Sunday, March 14, 2010

Bloom Day - March 2010

Welcome to Bloom Day in Northern California! Since I've been sharing so much of what's going on in my garden lately, I thought I'd append my bloom-day post with some photos taken around the neighborhood. This perfect Camellia in front of my hairdresser is my favorite color and form for this flower.

And what could be a better companion for pink Camellias than blue Forget-Me-Nots?

Walking around the block I spotted this Euryops. This is one of those ubiquitous plants that people keep long after their useful life is over; but they DO give the earliest yellow daisy of the year, so I'll give them a little love today.

Pink Jasmine (Jasminum polyanthum) is a real fence-stealer, but what a lovely soft fragrance.

Blue Potato Bush (Solanum rantonnetii) is another rampant grower; around here it is often trained into lollipop standards, but what it wants to be is a big sprawling shrub.

In front of the high school is a large drought-tolerant bed that deserves to look better than it actually does. There were a few gems though, like this Grevillea...

And this Ceanothus, one of the best blue spring flowers around.

The new landscaping in front of the elementary school included some red Carpet Roses, which are growing a little wild, but still pretty!

India Hawthorn (Rhaphiolepis indica) is another incredibly overplanted evergreen shrub that nobody even notices, except in March and April when they are a ball of pink. Meh.

Home again to admire the lush stand of Dutch Irish growing in the park strip, the legacy of a previous owner. They always remind me of my former mother-in-law, Jane, who passed away 5 years ago this week; she particularly loved these colors.

Blueberry flowers are the cutest things...

Moonlight Nasturtiums are back and ready to rumble!

And finally, some early Abutilon blooms; I'm sure our resident hummingbird is pleased, this is one of their favorites!

Thanks, as always, to Carol from May Dreams Gardens for being the heart of Garden Bloggers' Bloom Day. Visit her site for links to Bloom Day posts from all over the world.

"We can have flowers nearly every month of the year."
Elizabeth Lawrence

Sunday, March 7, 2010

Marching into Spring

We had English weather today, you know, those "intervals of sun and cloud" that have you taking your sweater off, then putting it back on again. Between wardrobe changes, a few pretty pictures were found, like these Fatsia japonica berries in various stages of ripeness...

Rosemary 'Majorca Pink' with its hard-to-photograph color; bloom has just about peaked, and will be more sporadic during the rest of the year.

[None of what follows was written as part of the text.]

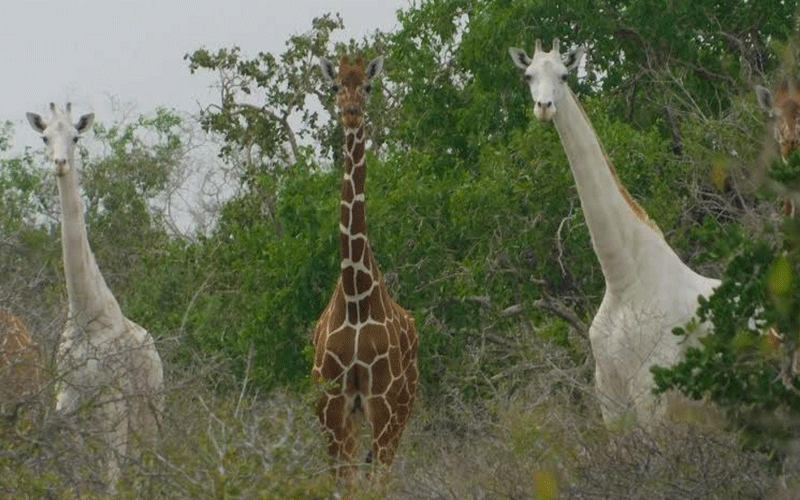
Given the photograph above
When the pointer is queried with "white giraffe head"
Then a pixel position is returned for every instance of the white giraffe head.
(60, 134)
(546, 75)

Zaaaap! This is California Poppy time at its best, when the flowers and foliage are both perfect and fresh. The regular rain has been wonderful for them; later in the season they'll start to get dusty and weedy, and I'll just pull them out and scatter a few zillion seeds around for next year.

Thanks to the squirrels I'll be pulling up Quercus agrifolia (Coast Live Oak) seedlings all year. Amazing what could grow from this perfect little beginning, if I let it...

Let's pretend, just for a moment, that this Oxalis is one of our most treasured perennials, as sought after as a Himalayan Blue Poppy. We'll ignore the piles of yellow corpses in the green recycling bin for a moment, because, well, just look how pretty!

That's not winter light any more, it's spring. The Leucadendron is going to russet, and the centers have turned dark.

Spanish Lavender is so cool up close. I can't see this kind of detail in 'real life' so it's fun to zoom in a bit and take a better look.

Gaah! Got you again. Could there be a more perfect complement to that hot orange than this cool green?

Most of the Limonium (Sea Lavender) survived the winter, which isn't always the case. The first new sprays of flowers are just starting to open, they'll be in constant bloom until next winter.

The Diascia took a little rest, and I recently cut it back, but the happy angel babies are already returning; love this soft warm coral color.

Salvia argentea (Silver Sage) is unfurling at an alarming rate. Its furry leaves remind me of the Abominable Snowman in Rudoph the...
never mind.

Interesting how the whole color mix of the Grevillea changes as more and more of the flowers open; another beautiful foliage/flower combination.

Lemon Thyme!

The Aeoniums also did well this winter, without any protective cover; they are looking so handsome with the green Senecio and poppy foliage.

She sulked all week after being left out of my last post, how could I ignore such drama?

The sweet little blossoms on the Coleonema 'Sunset Gold' are just starting to open; perhaps not my favorite color combination in the garden, but the effect is always so fresh and friendly.

I have always liked the way regular Society Garlic looks and detested the way it smells, so it's ironic that its relative, Tulbaghia simmleri, is the loveliest smelling bloom in the garden right now. Time to put my sweater on again, thanks for visiting!